If I had to choose one theme that I grew up hearing about in regards to the Holy Spirit, I’d have to say that it was the concept of experiencing God’s presence. In other words, to have a sense towards the nearness of God, one must be sensing the presence of the Spirit. At least that was the common understanding amongst many of my early contemporaries, especially for those of us who are considered “charismatic.”
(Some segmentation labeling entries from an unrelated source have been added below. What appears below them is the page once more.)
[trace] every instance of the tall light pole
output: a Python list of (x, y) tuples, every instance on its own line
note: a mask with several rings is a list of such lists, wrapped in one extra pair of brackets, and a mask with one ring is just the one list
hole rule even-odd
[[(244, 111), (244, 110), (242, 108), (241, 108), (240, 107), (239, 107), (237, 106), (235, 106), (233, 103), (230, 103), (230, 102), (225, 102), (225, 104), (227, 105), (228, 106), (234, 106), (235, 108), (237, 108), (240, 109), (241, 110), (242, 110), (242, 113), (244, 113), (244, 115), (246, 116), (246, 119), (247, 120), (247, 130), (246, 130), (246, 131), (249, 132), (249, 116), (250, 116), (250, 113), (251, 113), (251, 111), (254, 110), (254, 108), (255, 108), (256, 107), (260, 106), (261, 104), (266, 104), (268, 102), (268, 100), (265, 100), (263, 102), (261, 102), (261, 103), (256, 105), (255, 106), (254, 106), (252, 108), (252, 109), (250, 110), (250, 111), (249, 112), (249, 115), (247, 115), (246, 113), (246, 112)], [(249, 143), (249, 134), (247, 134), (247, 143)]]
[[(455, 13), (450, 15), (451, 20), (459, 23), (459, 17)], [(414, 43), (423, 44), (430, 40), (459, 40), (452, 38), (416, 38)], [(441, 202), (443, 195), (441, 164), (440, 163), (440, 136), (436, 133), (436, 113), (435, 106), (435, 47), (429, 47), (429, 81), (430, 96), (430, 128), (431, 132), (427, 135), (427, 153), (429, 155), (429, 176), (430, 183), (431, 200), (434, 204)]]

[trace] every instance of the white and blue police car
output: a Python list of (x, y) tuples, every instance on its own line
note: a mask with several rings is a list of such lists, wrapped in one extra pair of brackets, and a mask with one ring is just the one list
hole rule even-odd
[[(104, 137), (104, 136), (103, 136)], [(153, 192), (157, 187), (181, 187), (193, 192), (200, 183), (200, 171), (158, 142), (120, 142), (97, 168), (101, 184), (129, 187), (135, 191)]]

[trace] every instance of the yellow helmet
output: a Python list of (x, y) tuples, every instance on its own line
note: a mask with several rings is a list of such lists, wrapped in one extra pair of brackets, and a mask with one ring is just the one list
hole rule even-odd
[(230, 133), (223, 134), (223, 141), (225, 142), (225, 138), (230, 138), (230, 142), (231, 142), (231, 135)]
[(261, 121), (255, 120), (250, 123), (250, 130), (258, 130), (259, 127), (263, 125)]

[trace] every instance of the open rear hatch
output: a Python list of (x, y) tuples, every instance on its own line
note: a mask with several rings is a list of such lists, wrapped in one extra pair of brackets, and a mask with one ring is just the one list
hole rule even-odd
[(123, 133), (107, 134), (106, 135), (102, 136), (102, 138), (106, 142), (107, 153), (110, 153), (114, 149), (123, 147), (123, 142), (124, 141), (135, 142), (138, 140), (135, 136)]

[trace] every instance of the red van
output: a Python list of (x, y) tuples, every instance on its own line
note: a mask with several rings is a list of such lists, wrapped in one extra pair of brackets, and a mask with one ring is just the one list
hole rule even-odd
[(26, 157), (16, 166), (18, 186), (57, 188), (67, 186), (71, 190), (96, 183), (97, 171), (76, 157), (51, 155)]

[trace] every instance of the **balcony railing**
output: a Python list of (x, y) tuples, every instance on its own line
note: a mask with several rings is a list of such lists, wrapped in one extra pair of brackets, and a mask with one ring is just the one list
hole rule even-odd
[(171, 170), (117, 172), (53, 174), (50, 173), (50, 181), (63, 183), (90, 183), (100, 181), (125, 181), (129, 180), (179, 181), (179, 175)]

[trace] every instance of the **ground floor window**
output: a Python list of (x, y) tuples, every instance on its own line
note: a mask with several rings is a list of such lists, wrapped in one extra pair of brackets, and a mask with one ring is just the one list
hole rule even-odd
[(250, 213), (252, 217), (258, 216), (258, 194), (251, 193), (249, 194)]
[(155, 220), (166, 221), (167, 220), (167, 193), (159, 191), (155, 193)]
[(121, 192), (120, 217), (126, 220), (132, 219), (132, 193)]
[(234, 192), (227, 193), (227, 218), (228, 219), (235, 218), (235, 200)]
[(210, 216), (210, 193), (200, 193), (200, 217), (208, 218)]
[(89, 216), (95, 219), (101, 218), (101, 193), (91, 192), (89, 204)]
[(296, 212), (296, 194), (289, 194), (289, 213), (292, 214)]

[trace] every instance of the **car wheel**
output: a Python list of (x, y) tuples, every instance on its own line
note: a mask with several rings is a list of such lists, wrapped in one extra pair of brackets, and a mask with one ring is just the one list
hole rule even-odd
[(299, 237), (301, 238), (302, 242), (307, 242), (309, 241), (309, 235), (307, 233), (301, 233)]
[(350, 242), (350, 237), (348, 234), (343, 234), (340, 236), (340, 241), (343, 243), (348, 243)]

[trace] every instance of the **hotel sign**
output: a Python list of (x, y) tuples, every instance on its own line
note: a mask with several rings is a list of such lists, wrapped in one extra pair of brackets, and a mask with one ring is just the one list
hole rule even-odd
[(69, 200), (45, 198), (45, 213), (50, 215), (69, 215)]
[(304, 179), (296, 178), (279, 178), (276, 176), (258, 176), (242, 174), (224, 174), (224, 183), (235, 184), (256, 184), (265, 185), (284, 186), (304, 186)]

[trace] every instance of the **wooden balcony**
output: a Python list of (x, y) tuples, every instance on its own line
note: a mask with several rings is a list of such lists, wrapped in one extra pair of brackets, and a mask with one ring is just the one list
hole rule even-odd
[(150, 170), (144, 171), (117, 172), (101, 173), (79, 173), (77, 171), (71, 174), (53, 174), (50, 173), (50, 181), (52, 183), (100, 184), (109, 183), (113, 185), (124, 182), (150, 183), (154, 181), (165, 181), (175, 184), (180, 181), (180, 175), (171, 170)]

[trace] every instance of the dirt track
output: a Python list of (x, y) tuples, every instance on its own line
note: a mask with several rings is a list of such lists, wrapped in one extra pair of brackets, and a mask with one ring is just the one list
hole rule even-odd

But does this theme line up with Scripture? Some would have us think that the immediate presence of God and feelings of “sensing” God’s presence are all just a bunch of mumbo-jumbo that fanatics subjectively “experience” as they are “led” by silly “mind tricks.” And to be honest, some of the people who do express an understanding of the Holy Spirit in this way are full of mumbo-jumbo and are subjective fanatics who are just plain crazy.
But not all.
The Bible does teach this theme. In fact, in my reading of Scripture, one of the distinguishing points of the NT is that the coming of the Holy Spirit’s presence was a remarkable fulfillment of OT Scripture (cf. Gal. 3:14; 1 Thess. 4:8; Heb. 2:4; Acts 2; etc.). Time and time again, we have an emphasis on God’s immediate nearness through the coming of the Spirit. But this isn’t just a NT doctrinal truth/experience. It’s rooted in the OT. Fee writes,
“The direct connection between God’s presence and his Spirit is articulated especially in the Psalter. In his penitential prayer in Psalm 51, David asks: “Do not cast me from your presence, or take your Holy Spirit from me.” Indeed, the Psalmist asks in another place, “Where can I go from your Spirit? Where can I flee from your presence?” (139:7). But it is in Isa 63:10-14 in particular, a passage cited by Paul (Eph 4:30), that the divine presence motif is specifically attributed to the presernce of the Spirit. This concept is picked up eschatologically by the prophets, who see the restoration in terms of God’s Spirit, both in bringing the nation back to life (Ezek 37:14; cf. Isa 34:16) and in fulfilling the new covenant of Jeremiah by dwelling in the hearts of the people (Ezek 36:27). In this light, the post-exilic Haggai, looking back to the Exodus, sees the present restoration in terms of the Spirit: “This is what I covenanted with you when you came out of Egypt; and my Spirit remains among you” (2:5). Likewise, Zechariah encourages Zerubbabel that God will effect his purposes among them “by my Spirit, says the Lord Almighty” (4:6)” (Fee, God’s Empowering Presence, p. 909)
Make no mistake, the coming of the Holy Spirit was a direct and immediate means by which God’s people experienced God’s presence. This occurred in the OT and the NT and still occurs in the lives of God’s people now!